When I was in the 11th grade my class went on a canoe trip in Algonquin Park. Because it was autumn, cooling down, and likely to rain, my mother loaned me a pair of heavy wool socks. Wool, she said, was essential for this sort of trip, because it retained its ability to insulate even when wet. These socks, she said, would keep my feet warm even if I fell out of the canoe (although she made no promises about the rest of my body). So I wore the socks, night and day, for the full three (or was it four?) days of the trip. I loved them. True to my mother's word, these socks stayed warm even when drenched. We won't discuss what they smelled like by the time we got back to Toronto. I loved the socks so much that when I moved to Montreal a year and a half later, I asked my mother if I could take them with me. She had two pairs, and so was happy to let me have one. I kept wearing these socks. I wore them in the house, in place of slippers; I wore them inside my oxblood, steel-toed Doc Martins (which are very sexy, but don't insulate very well, and are too big for me besides). I wore them inside my hikers during winter, because I'm too cheap and lazy to buy proper winter boots. I wore these socks all the freaking time. I figured they were heavy wool, they could take it. Well, they are heavy wool, and they did take a lot, but eventually they started to lose their battle with friction. The bottoms started to go at the heel, and then at the ball, and eventually they made very poor slippers, because they let my bare heel come into full contact with the cold wood floor. I wasn't ready to throw them out (they still did a good job of keeping my feet warm under the blankets on particularly cold nights), but I was forced to admit that I was going to need a new pair.
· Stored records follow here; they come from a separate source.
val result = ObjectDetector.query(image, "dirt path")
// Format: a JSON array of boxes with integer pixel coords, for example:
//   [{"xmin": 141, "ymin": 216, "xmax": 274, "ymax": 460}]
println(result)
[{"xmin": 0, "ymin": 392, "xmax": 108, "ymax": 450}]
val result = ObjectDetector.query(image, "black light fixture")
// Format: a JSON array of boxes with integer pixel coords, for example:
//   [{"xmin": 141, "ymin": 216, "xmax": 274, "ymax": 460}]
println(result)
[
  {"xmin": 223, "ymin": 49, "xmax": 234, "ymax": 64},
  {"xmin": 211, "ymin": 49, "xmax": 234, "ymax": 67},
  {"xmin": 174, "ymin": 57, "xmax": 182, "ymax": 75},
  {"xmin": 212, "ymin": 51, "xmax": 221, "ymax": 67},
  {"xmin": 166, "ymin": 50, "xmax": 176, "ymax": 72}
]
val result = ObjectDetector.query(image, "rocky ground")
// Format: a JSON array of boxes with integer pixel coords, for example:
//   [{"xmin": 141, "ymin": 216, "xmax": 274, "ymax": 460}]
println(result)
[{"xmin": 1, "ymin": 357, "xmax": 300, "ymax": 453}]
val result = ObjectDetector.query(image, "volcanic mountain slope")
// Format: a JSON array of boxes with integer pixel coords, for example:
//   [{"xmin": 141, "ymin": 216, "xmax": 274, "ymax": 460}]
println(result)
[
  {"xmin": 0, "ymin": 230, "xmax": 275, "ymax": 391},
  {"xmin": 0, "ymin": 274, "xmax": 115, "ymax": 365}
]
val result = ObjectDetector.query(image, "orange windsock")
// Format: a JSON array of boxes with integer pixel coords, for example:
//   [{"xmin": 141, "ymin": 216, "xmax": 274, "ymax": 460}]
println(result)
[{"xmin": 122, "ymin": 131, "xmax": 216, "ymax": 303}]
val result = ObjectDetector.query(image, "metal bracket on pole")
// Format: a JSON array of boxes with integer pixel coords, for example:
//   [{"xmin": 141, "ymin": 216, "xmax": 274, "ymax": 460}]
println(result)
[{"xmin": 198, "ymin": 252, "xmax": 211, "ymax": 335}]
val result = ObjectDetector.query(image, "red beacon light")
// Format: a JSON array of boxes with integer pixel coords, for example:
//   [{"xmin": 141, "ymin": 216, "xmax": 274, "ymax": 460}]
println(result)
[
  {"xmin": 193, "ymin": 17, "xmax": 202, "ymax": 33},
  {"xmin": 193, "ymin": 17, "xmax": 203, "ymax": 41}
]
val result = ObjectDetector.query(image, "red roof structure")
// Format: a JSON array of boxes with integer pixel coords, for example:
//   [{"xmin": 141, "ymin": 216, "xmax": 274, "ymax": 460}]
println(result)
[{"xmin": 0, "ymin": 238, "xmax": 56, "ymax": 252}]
I waffled. Being cheap and lazy, and hating shopping in general, I wasn't inclined to buy a new pair. Then, a little over a year ago, I took up knitting again in earnest, and that reinforced my desire not to buy a new pair. After all, I could knit a pair! But I didn't. Every sock pattern I looked at was either intended for a much lighter yarn, or waayy too complicated, or both. I got increasingly frustrated with the situation, but then my aunt got me a pair of fleece slipper socks for christmas, and that held my frustration in check for a while. But only for a while. The fleece socks, while nice, couldn't hold a candle to the look and feel of socks made from real, heavy, good quality wool.
Finally it happened. I had finished the Rogue. I was casting around for a new project. My confidence in my knitting skill was high. I had some spare, good, heavy wool yarn on hand. And I came across this pattern. At first I wasn't sure, but once I looked at the pattern and realised how trivial it would be to get rid of the godawful moon-and-stars design I was sold. I did it. It took about a week. I am now the proud owner of an incredibly comfy pair of slipper socks, pictured below:
Here's a detail shot of the heel. The picture links to some notes on the construction.
The slipper socks were made from Knitting Pure and Simple's free pattern, on 3.75mm Brittany birch needles, with Cascade Yarns's Ecological Wool, shade 8061 which just happens to be almost the same colour as the original wool socks my mother gave me all those years ago.